Angola will next week approve a new constitution set to further strengthen the president’s three-decade hold, state radio said yesterday within days of a deadly rebel ambush on Togo’s visiting soccer team.
Although there was no official indication the new charter was being rushed through because of the embarrassing attack by a small separatist group in the Cabinda province, political analysts said that might have been a factor.
Surging oil output has transformed Angola after civil war and President Jose Eduardo dos Santos is keen to present an image of stability and transparency, but a presidential ballot has been delayed repeatedly and corruption is widespread.
The constitution will keep the president as head of government and the armed forces. But it will replace the prime minister with a vice president, ensuring the presidency has even greater control.

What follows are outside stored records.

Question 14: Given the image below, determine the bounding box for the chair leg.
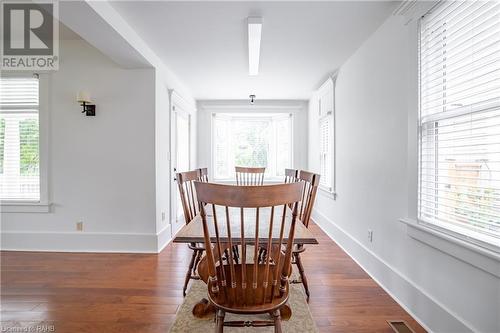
[193,250,203,273]
[294,253,309,302]
[215,310,226,333]
[272,310,282,333]
[182,251,197,297]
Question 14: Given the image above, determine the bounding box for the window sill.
[0,202,51,213]
[399,218,500,277]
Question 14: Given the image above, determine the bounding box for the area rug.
[170,280,318,333]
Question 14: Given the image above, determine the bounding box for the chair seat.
[208,264,289,314]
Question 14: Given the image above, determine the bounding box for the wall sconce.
[76,91,95,117]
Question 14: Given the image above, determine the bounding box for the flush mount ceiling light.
[247,17,262,75]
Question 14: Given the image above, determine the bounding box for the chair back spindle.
[176,169,202,224]
[234,167,266,186]
[297,170,321,227]
[199,168,208,183]
[285,169,299,184]
[195,182,303,311]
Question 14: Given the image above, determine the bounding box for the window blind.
[212,113,292,179]
[319,112,333,190]
[418,1,500,246]
[0,77,40,201]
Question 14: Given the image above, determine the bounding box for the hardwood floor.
[0,225,425,333]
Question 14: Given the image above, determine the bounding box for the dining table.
[173,205,318,319]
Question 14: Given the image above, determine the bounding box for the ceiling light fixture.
[247,17,262,75]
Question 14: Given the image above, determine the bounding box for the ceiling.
[112,1,396,99]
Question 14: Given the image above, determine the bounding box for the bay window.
[212,113,292,179]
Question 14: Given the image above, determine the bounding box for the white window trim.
[318,72,338,200]
[210,110,295,184]
[0,72,51,214]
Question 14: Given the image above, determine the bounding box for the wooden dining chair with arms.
[195,182,303,333]
[285,169,299,184]
[176,169,208,296]
[291,170,321,301]
[234,167,266,186]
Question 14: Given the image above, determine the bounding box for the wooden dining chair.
[234,167,266,186]
[176,169,208,296]
[195,182,303,333]
[291,170,321,301]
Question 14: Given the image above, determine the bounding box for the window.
[316,74,336,193]
[319,112,333,191]
[212,113,292,179]
[0,77,40,202]
[418,2,500,248]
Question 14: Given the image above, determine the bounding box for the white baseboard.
[312,209,475,333]
[0,228,161,253]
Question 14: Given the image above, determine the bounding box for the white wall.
[197,100,308,179]
[309,16,500,333]
[1,41,160,252]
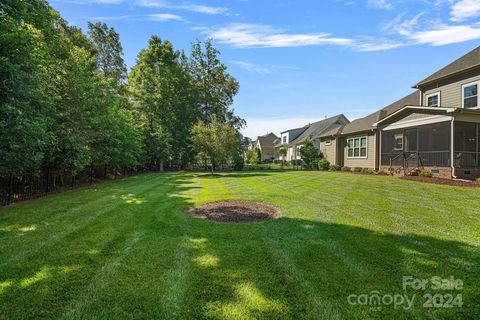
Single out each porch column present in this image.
[377,127,382,170]
[450,116,456,178]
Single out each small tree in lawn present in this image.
[192,116,239,175]
[255,148,262,164]
[278,147,287,169]
[300,140,321,170]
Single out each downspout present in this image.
[450,115,457,179]
[377,127,382,170]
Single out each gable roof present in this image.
[415,47,480,88]
[257,132,278,147]
[341,90,420,135]
[291,114,349,144]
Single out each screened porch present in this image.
[380,121,480,168]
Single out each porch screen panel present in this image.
[381,130,403,166]
[418,122,451,167]
[405,128,418,152]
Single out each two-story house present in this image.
[376,47,480,178]
[276,114,349,161]
[320,47,480,179]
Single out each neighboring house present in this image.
[319,47,480,178]
[254,133,279,161]
[376,47,480,178]
[335,91,420,169]
[276,114,349,161]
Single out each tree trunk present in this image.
[7,173,13,205]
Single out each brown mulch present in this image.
[188,200,280,223]
[400,176,480,188]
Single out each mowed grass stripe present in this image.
[0,170,480,319]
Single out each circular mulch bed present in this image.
[188,200,280,223]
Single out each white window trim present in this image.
[347,136,368,159]
[462,81,480,110]
[425,89,440,108]
[393,133,405,151]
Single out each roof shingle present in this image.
[341,90,420,135]
[415,47,480,88]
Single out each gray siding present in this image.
[422,70,480,108]
[343,133,377,169]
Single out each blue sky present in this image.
[50,0,480,137]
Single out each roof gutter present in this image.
[412,65,480,89]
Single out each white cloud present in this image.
[147,13,183,21]
[135,0,228,14]
[368,0,393,10]
[380,12,424,36]
[90,14,134,21]
[352,36,405,52]
[409,25,480,46]
[230,60,272,73]
[450,0,480,22]
[196,23,352,48]
[381,13,480,46]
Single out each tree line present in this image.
[0,0,245,175]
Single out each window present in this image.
[462,83,478,109]
[427,92,440,107]
[394,133,403,150]
[347,137,367,158]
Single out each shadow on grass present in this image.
[197,170,284,179]
[184,218,480,319]
[0,172,480,319]
[0,173,198,319]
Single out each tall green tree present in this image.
[192,116,240,174]
[189,40,245,129]
[129,36,198,165]
[88,22,127,94]
[88,22,142,168]
[0,0,53,174]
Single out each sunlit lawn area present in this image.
[0,171,480,319]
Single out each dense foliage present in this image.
[0,0,245,175]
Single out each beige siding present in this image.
[320,139,338,164]
[423,70,480,108]
[261,147,276,161]
[343,133,377,169]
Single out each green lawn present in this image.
[0,171,480,319]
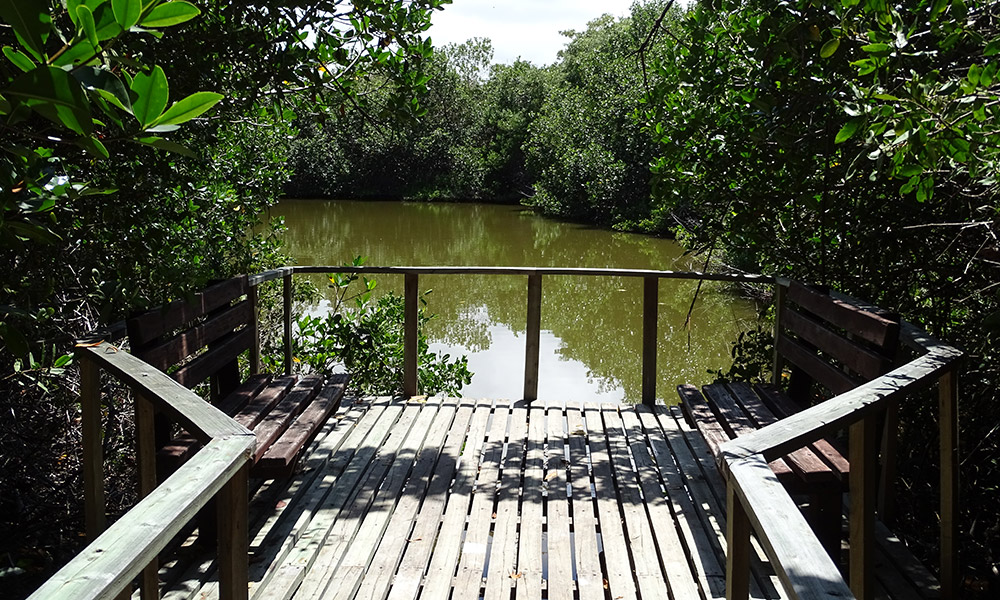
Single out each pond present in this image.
[271,200,756,403]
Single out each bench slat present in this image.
[787,282,899,354]
[171,328,254,389]
[133,300,253,371]
[127,275,249,348]
[781,307,890,379]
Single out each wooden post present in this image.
[642,277,660,406]
[938,369,959,600]
[216,461,250,600]
[247,285,260,373]
[281,270,292,375]
[77,351,106,542]
[726,481,750,600]
[135,394,160,600]
[524,274,542,402]
[848,415,878,600]
[771,282,785,386]
[403,273,420,397]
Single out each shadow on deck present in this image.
[152,398,937,600]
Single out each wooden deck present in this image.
[160,398,933,600]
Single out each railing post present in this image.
[77,351,106,542]
[642,277,660,406]
[216,461,250,600]
[281,269,292,375]
[247,285,260,373]
[135,394,160,600]
[524,273,542,402]
[848,415,878,600]
[938,368,959,600]
[403,273,419,397]
[726,481,750,600]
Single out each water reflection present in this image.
[272,200,754,402]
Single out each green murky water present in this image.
[271,200,755,403]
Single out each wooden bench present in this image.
[127,276,347,480]
[677,283,899,557]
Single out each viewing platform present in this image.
[32,267,960,600]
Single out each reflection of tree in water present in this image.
[276,201,755,401]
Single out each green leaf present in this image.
[7,67,93,135]
[153,92,223,125]
[0,0,52,62]
[111,0,142,30]
[131,65,170,129]
[76,5,99,48]
[135,136,198,158]
[73,136,111,158]
[819,38,840,58]
[834,117,865,144]
[142,1,201,27]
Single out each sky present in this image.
[430,0,634,66]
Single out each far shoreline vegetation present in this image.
[0,0,1000,599]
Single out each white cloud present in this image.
[430,0,633,66]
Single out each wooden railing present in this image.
[31,267,961,600]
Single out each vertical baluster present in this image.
[848,415,878,600]
[726,481,750,600]
[281,269,292,375]
[77,350,105,542]
[135,394,160,600]
[403,273,419,397]
[938,369,959,600]
[642,277,660,406]
[216,461,250,600]
[524,273,542,401]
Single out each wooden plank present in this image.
[246,375,323,462]
[255,376,347,477]
[775,334,861,394]
[584,405,636,598]
[170,329,253,389]
[215,374,271,418]
[543,405,575,600]
[388,404,476,600]
[601,404,664,600]
[514,402,545,600]
[635,406,726,599]
[264,405,403,600]
[454,405,509,598]
[352,401,460,600]
[230,375,297,429]
[938,368,961,600]
[782,307,892,379]
[133,300,253,371]
[321,399,442,600]
[295,403,427,600]
[421,403,491,598]
[788,282,899,352]
[524,275,542,402]
[618,407,699,598]
[483,405,528,600]
[77,350,107,542]
[729,456,851,598]
[126,275,248,348]
[403,273,420,397]
[642,277,660,406]
[566,406,604,600]
[29,436,253,600]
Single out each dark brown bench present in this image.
[677,283,899,556]
[127,276,347,480]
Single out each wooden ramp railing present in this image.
[31,266,962,600]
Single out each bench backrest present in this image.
[127,275,257,399]
[775,282,899,403]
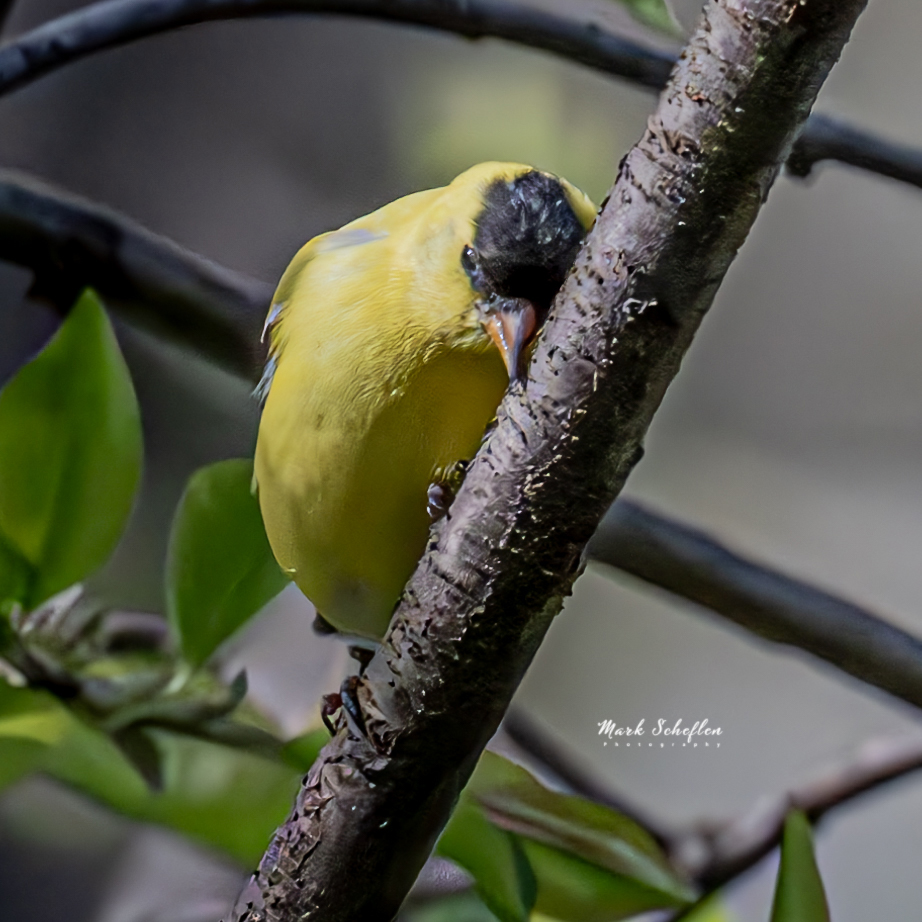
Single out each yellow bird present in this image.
[255,163,596,638]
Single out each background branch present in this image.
[0,0,16,33]
[503,710,922,899]
[502,708,672,848]
[589,500,922,707]
[0,170,272,379]
[0,0,922,194]
[672,737,922,893]
[787,115,922,188]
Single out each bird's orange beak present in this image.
[484,298,538,382]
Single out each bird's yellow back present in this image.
[255,164,594,637]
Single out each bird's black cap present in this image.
[462,170,585,311]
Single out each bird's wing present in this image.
[253,225,387,405]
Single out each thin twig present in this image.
[0,0,674,95]
[0,0,922,196]
[589,500,922,707]
[787,115,922,188]
[503,710,671,847]
[0,170,272,378]
[672,736,922,893]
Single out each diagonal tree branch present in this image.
[225,0,864,922]
[7,171,922,720]
[0,170,272,378]
[589,500,922,707]
[0,0,922,196]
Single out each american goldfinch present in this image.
[255,163,596,638]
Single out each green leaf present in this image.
[469,752,695,919]
[0,682,300,867]
[618,0,684,38]
[436,791,536,922]
[0,289,141,608]
[166,459,288,666]
[0,678,67,790]
[522,839,686,922]
[0,534,35,617]
[772,810,829,922]
[685,893,736,922]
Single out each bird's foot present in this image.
[320,675,371,742]
[426,461,470,523]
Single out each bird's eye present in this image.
[461,246,477,274]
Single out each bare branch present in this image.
[225,0,864,922]
[0,0,673,95]
[0,170,272,377]
[0,0,922,198]
[787,115,922,189]
[673,736,922,892]
[589,500,922,707]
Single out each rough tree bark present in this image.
[226,0,864,922]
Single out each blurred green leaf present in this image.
[617,0,684,38]
[0,534,34,617]
[0,678,67,790]
[772,810,829,922]
[0,289,141,608]
[0,682,300,867]
[436,789,536,922]
[684,892,737,922]
[166,459,288,666]
[400,891,500,922]
[469,752,695,919]
[522,839,687,922]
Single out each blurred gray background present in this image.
[0,0,922,922]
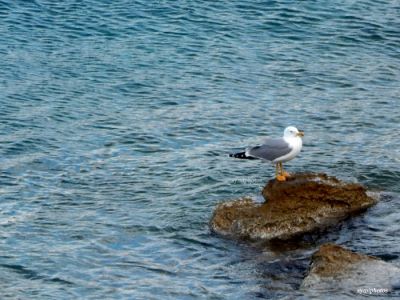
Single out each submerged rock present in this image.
[301,244,400,294]
[210,174,376,240]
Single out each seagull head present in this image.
[283,126,304,137]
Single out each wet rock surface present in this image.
[210,174,376,240]
[301,244,400,294]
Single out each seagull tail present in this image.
[229,151,256,159]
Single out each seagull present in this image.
[229,126,304,181]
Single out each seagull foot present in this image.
[276,175,286,181]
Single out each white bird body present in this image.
[229,126,304,181]
[272,136,303,163]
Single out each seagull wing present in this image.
[246,138,292,161]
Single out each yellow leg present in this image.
[279,162,290,178]
[276,163,286,181]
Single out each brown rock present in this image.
[210,174,376,240]
[301,244,400,294]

The new constitution should also let dos Santos keep power without a direct ballot because the president is chosen as the leader of the party which wins the biggest share of the vote for parliament. The ruling MPLA took over 80% last year.
Taking a strong line against corruption, dos Santos has promised that as soon as the new constitution is passed he will form a smaller government with fewer opportunities for graft.
Parliament had been widely expected to vote on the new constitution in March, but Radio Nacional de Angola said it would be passed on Jan. 21. It cited members of parliament from the Constitutional Commission involved in the process.
Some commentators believed the attack in Cabinda last week could have helped sting Angola into action.
Two members of Togo’s delegation for the African Cup of Nations were killed aboard the team bus in Cabinda and it undermined Angola’s hopes of demonstrating its emergence from war by hosting Africa’s premier soccer championship.
“This is a distraction that will help rush the approval of the constitution which basically increases the president’s powers,” said Rafael Marques, an Angolan political analyst.
The UNITA opposition party complained the ruling party was rushing to approve the new charter.
Dos Santos, in power since 1979, faces no strong political rivals, but political analysts say that by removing the need for a direct ballot he will avoid the possibility of winning a smaller share of votes than the ruling party.
The 67-year old leader has repeatedly delayed elections since the end of Angola’s civil war in 2002. He recently said elections should only take place after the current government’s mandate runs out in 2012.
Dos Santos has made a popular anti-corruption appeal in the country of 16.5 million, where an estimated two-thirds get less than $2 a day despite the fact Angola vies with Nigeria as Africa’s top oil producer and is also a big diamond miner.
His family members and inner circle hold huge sway over Angolan business, however, and some are among the richest people on the continent. Angola is in the world’s 18 most corrupt countries, according to watchdog Transparency International.